As soon as he'd see me secluded away in the bathroom, he would start to get concerned and over-bearing and I didn't need that. I hated when he did that because although his intentions were good, it made me feel weak and useless and just plain crap in comparison to his 'good-boy' nature. I couldn't stand to have those beautiful blue eyes gleaming up at me. A shiver ran through me as I swirled my tongue around my mouth, wishing the extra minty toothpaste had done something in the way of ridding the taste of vomit from my mouth. I was cold and shaky and my skin felt clammy to the touch. I couldn't keep anything down over the last two days, not even dry toast and crackers. I'd managed to sip at a glass of water for most of last night at Peeta's request. He'd been so gentle and attentive –something I envied him for. I hadn't told him that I was staying home today. I hadn't decided until my alarm had blared out first thing this morning and the room around me had swum about and warped and punched my stomach with a fresh, hot wave of nausea. If Peeta knew he would only worry and insist on staying home tomorrow to take care of me.

I rubbed at my tired eyes and glanced up through the bathroom door and my eyes fell upon the picture in the silver frame propped up on Peeta's side of the bed; it was a photo of us from our wedding day –or our toasting as it was commonly known in Twelve.

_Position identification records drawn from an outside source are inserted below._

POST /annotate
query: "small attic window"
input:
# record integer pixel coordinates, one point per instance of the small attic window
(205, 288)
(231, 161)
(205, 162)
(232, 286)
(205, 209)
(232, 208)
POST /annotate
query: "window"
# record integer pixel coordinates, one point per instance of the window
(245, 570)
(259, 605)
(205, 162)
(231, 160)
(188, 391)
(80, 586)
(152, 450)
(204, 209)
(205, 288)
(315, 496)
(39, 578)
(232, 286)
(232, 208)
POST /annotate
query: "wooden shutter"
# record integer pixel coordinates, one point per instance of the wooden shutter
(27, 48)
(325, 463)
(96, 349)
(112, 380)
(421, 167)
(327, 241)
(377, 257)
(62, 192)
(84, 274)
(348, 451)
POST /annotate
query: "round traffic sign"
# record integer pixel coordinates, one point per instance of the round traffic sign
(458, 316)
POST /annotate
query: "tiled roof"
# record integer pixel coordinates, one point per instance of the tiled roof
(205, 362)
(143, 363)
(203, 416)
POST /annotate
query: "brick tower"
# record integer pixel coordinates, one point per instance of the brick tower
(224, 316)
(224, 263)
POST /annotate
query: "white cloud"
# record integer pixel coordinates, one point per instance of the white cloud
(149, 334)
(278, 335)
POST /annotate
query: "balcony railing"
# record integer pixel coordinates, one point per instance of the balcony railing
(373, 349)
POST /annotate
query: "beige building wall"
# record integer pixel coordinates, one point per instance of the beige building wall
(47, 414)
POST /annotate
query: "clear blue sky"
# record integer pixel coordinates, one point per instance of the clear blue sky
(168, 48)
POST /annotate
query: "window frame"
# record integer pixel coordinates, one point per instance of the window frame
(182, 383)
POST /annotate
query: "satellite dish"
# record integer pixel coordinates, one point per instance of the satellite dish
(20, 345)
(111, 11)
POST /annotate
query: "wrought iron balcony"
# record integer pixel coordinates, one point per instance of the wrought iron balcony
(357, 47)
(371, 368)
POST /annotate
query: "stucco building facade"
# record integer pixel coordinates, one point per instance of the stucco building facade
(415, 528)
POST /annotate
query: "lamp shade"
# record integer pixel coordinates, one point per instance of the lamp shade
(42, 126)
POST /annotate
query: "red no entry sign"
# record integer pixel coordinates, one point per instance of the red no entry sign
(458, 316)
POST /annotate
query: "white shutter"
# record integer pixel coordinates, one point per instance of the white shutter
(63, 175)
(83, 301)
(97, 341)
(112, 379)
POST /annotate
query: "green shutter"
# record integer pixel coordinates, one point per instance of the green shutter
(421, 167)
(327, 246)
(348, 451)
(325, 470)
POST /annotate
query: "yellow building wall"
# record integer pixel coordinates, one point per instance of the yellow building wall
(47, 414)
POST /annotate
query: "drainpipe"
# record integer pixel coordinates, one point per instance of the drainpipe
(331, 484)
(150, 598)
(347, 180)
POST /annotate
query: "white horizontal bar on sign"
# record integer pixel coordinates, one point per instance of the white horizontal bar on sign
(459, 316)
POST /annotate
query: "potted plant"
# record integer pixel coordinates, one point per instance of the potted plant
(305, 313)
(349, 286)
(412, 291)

It was on a beautiful spring afternoon in the town hall gardens; bright flowers dotted the background with bright colours that had made me smile at their sharp contrast with the lush green grass underfoot. I loved the vivid bursts of reds, pinks, oranges and yellows all blending together and exploding with fresh fragrances that surfed on the spring breeze. Peeta had worn one of the few beautiful suits he owned from our time in the Capitol. Despite many offers over the years from designers offering us both a lot of money to show off their wares on the catwalk, we had both adamantly refused, only really accepting a couple when Effie wouldn't relent in the first couple of years after the revolution. It was a handsome suit, tinted charcoal grey and tailored so beautifully that it fit his figure perfectly. The delicate platinum and emerald cufflinks winked at his cuffs; they had surprised me along with the dark emerald green tie fastened at his throat.

A variation of my favourite colour –the colour of freedom.

I'd blushed lightly when I saw, feeling over-whelmed as I followed Johanna up the aisle –it had taken months of persuading to finally get her to agree to be my maid of honour. Really I didn't want anyone else if I couldn't have Prim. My mother had been at my side as I'd walked towards my soon-to-be-husband. I watched an amused gleam dance in Peeta's eyes as I drew nearer. He'd seen them; the delicate, orange-hued blossoms intricately woven into my hair that hung over my shoulder in a stylish coil of dark hair.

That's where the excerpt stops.